Ohne Jagderfolg seien die Tiere geschwächt und auch das Futter für die Jungtiere fehle. Selbst in eigentlich milderen und damit für Fledermäuse günstig gelegenen Gebieten, wie beispielsweise an der Mosel, seien in diesem Jahr schon verendete Jungtiere gefunden worden, heißt es vom Nabu. Sollte das Wetter besser werden, könnten sich die erwachsenen Fledermäuse sicherlich noch erholen, so die Sprecherin. Für die Jungtiere einiger Arten sei das aber dann wohl schon zu spät.

Jungwild stirbt an Unterkühlung

Auch für Jungwild sei das regnerische Wetter der vergangenen Wochen ungünstig, heißt es von der Kreisgruppe Mayen-Koblenz des Landesjagdverbands Rheinland-Pfalz. Beispielsweise würden junge Fasane, Rebhühner oder auch Hasen und Kitze, wenn sie durch den Dauerregen einmal nass geworden sind, schnell unterkühlen. Das führe in vielen Fällen zum Tod der Tiere.

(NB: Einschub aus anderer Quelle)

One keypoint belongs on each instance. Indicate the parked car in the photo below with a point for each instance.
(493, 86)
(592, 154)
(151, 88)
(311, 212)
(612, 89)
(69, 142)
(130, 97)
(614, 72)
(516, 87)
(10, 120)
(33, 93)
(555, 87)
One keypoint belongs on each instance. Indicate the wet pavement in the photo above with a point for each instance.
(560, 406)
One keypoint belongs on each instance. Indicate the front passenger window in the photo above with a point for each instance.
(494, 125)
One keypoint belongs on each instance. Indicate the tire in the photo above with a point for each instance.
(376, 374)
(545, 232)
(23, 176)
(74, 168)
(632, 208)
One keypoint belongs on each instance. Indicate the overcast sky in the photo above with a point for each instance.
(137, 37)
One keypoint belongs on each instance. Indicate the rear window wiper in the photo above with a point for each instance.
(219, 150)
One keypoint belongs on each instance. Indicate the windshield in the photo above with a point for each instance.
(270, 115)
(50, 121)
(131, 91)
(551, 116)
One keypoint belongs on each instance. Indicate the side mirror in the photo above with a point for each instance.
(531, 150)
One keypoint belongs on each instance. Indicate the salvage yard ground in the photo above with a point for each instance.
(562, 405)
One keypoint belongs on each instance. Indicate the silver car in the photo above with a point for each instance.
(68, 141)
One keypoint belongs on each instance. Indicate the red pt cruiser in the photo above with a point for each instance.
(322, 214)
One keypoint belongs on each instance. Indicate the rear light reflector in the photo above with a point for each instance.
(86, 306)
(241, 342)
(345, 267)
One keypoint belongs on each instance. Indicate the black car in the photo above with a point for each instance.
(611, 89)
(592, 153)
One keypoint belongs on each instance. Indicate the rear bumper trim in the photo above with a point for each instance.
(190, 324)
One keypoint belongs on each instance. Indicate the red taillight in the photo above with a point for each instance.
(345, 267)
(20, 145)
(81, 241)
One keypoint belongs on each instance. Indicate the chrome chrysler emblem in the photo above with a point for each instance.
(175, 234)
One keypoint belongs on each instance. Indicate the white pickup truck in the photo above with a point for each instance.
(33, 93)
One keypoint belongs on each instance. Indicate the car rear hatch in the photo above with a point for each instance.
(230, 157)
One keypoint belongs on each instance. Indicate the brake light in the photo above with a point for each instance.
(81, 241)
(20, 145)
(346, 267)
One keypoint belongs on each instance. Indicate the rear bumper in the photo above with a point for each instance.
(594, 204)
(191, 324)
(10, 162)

Wälder brauchen dringend Wasser

Die vergangenen trockenen Frühjahre seien allerdings sehr gut für das Wild gewesen, weshalb es beispielsweise mehr Feldhasen oder auch Rebhühner gebe als noch in den Vorjahren, heißt es vom Jagdverband. Die aktuelle Situation sei von zwei Seiten zu betrachten: Einerseits würden wegen des anhaltenden Regens sicherlich mehr Jungtiere verenden als in den Vorjahren. Auf der anderen Seite sei der Niederschlag für den seit Jahren ausgetrockneten Wald dringend notwendig.

Bienen-Fachzentrum: Außergewöhnlich schlechtes Honig-Jahr

Was den Wald freut, bedeutet Probleme für die Bienen. Auch sie kommen nach Aussage des Bienenfachzentrums in Mayen mit der aktuellen Wetterlage nicht gut zurecht, finden kaum Futter. Schon das Frühjahr und die erste Honigernte des Jahres seien buchstäblich ins Wasser gefallen, heißt es.

Nur ein Drittel so viel Honig wie sonst konnte den Angaben zufolge geerntet werden. Für die zweite Ernte des Jahres sehe es aktuell nicht besser aus, so die Befürchtung. Das Bienenfachzentrum rechnet deshalb nach eigenen Angaben damit, dass einheimischer Honig in diesem Jahr in manchen Gegenden knapp werden könnte.